BACKGROUND: Deficits in single-limb dynamic postural stability are predictive for reinjuries of the lower extremities, which are very common in sports. The use of force plates has become increasingly common to measure dynamic postural stability. Visual feedback on force-plate based stability outcomes have been shown to improve performance during static tasks. A similar effect might occur in dynamic tasks. Since dynamic tasks are generally more specific for performance during sport, this could have important training implications. RESEARCH QUESTION: What is the effect of visual feedback on postural stability outcomes during a dynamic stability task? METHODS: Twenty-four healthy participants participated in this study. During measurements, subjects were standing on one leg while mediolateral position-controlled platform perturbations were used to evoke and measure balance responses.

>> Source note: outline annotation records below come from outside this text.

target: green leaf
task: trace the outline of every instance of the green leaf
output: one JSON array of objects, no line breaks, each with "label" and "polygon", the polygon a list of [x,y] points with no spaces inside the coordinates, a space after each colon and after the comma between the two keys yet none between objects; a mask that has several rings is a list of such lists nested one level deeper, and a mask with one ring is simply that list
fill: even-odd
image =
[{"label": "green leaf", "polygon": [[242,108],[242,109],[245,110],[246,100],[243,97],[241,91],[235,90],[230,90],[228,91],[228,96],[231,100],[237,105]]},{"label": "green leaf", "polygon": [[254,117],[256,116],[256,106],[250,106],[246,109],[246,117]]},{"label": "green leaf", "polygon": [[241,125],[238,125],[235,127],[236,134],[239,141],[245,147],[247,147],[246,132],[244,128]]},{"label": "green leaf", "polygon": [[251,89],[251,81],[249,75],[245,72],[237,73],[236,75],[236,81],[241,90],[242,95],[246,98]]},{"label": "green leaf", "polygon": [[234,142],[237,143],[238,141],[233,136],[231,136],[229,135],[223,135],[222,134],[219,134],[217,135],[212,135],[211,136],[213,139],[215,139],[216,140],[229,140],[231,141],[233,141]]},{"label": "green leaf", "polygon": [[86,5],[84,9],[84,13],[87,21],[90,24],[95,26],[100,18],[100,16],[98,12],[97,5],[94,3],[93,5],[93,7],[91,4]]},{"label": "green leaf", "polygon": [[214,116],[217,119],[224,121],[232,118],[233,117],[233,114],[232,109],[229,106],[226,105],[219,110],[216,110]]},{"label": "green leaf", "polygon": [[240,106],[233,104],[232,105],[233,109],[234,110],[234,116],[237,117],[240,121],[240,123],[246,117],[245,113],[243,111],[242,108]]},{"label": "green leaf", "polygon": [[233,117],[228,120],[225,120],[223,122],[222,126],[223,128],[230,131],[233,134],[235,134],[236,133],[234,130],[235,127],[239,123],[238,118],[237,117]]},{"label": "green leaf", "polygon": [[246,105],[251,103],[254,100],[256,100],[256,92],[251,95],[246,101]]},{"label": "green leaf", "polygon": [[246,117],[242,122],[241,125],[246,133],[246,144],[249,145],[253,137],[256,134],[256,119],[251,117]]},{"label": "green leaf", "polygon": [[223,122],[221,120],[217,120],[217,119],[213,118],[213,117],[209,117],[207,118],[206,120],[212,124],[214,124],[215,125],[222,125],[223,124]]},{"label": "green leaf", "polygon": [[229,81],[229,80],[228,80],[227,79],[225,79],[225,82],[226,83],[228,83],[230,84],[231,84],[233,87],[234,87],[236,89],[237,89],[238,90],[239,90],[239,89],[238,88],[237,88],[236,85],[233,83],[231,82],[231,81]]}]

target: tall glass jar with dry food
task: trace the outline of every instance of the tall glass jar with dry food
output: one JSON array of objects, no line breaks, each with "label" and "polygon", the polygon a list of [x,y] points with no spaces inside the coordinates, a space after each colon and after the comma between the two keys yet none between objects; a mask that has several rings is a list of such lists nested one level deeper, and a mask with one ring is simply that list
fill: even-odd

All participants were tested under three conditions: with visual Time-to-Stability (TTS) feedback, with visual Center of Pressure speed (COPs) feedback and without visual feedback. TTS and COPs outcomes were calculated over a 5-second time window after each perturbation and were compared between conditions. RESULTS: Visual feedback resulted in significantly better stability outcomes during the dynamic stability task. TTS feedback resulted in a task-specific feedback learning effect, as it resulted in a gradual improvement of TTS scores (from 1.09 s to 0.68 s; -38%) in absence of a significant change in COPs. COPs feedback resulted in a non-specific attention effect, directly improving COPs (without feedback 5.26 cm/s with feedback 4.95 cm/s; -6%) and TTS scores (without feedback 1.47 s with feedback 0.99 s; -39%) in absence of an apparent further improvement over time. SIGNIFICANCE: The ability to improve performance of dynamic stability tasks when visual feedback is added could have substantial impact for rehabilitation. Possibly, the use of visual feedback during stability training could improve the effectiveness of postural stability training.